I had no positive role models and no practical advice. The very possibility of creating a family the way I did was something I learned about totally by accident. Today, when I look at my beautiful kid, this detail in particular makes my heart lurch. What if I’d never been put straight about my fertility and my options for becoming a parent? What if that doctor who assumed I didn’t want kids had also managed to convince me that I could never really be me without a hysto? I know people who were robbed of this knowledge and these choices and it has to stop. There should never be another trans or nonbinary person relying on luck, or the difficult unlearning of shame, to fulfill their dreams of family, whatever form it takes.

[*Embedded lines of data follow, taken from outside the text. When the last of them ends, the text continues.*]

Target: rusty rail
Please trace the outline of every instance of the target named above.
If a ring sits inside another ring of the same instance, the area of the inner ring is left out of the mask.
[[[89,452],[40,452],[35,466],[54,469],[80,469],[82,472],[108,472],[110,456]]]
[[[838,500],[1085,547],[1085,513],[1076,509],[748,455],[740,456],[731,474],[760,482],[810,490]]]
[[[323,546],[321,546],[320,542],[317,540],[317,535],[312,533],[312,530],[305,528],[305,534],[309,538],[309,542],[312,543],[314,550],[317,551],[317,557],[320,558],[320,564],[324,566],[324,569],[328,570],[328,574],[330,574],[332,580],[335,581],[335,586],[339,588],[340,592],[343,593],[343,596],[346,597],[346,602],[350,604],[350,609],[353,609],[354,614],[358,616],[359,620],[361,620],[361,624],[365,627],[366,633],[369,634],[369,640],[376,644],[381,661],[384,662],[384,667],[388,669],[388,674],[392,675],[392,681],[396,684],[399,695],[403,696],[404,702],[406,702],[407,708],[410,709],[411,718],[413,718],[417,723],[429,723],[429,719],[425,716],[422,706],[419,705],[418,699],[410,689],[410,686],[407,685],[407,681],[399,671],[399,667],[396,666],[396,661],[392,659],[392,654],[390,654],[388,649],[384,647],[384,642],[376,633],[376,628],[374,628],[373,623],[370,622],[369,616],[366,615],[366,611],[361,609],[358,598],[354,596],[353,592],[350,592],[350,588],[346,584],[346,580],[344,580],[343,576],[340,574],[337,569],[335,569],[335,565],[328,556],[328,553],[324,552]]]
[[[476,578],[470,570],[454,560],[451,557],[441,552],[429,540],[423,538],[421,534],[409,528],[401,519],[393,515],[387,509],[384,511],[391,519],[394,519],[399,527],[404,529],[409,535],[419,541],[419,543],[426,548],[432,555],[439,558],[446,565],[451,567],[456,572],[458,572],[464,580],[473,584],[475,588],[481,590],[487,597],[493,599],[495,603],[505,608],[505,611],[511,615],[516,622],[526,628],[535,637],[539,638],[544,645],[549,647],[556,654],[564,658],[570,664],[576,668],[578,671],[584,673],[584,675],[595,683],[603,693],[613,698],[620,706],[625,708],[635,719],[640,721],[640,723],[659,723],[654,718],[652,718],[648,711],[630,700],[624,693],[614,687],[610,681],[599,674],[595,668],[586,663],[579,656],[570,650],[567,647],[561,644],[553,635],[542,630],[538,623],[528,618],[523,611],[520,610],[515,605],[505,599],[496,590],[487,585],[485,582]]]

I also want to use this space to explore lots of other ideas and questions relating to gender, fertility, family, parenthood, and the society in which they currently, somewhat unsteadily, percolate. Anecdotally, I’ve noticed that, regardless of gender, prioritizing starting a family makes me a bit of an outlier as a Millennial. If it’s true more broadly that my peers—both straight and queer—have different priorities, is it out of choice or economic necessity? I’ve also learned firsthand that, while more parents are trying to free their kids from the chains of gendered expectations, those expectations seem to have an ever greater influence on us from before we’re even born. Why do “gender reveals” and the pink/blue binary still dominate?
So, here I am, carrying on this fine queer tradition of oversharing. As I write this, I am four weeks pregnant. I feel nauseous all the time and I hope beyond hope that this poppy seed-sized life finds its way earthside in 40-ish weeks time to meet us. I am also conscious that it might not and that if it doesn’t, that I will not be alone, nor will I feel like a failure.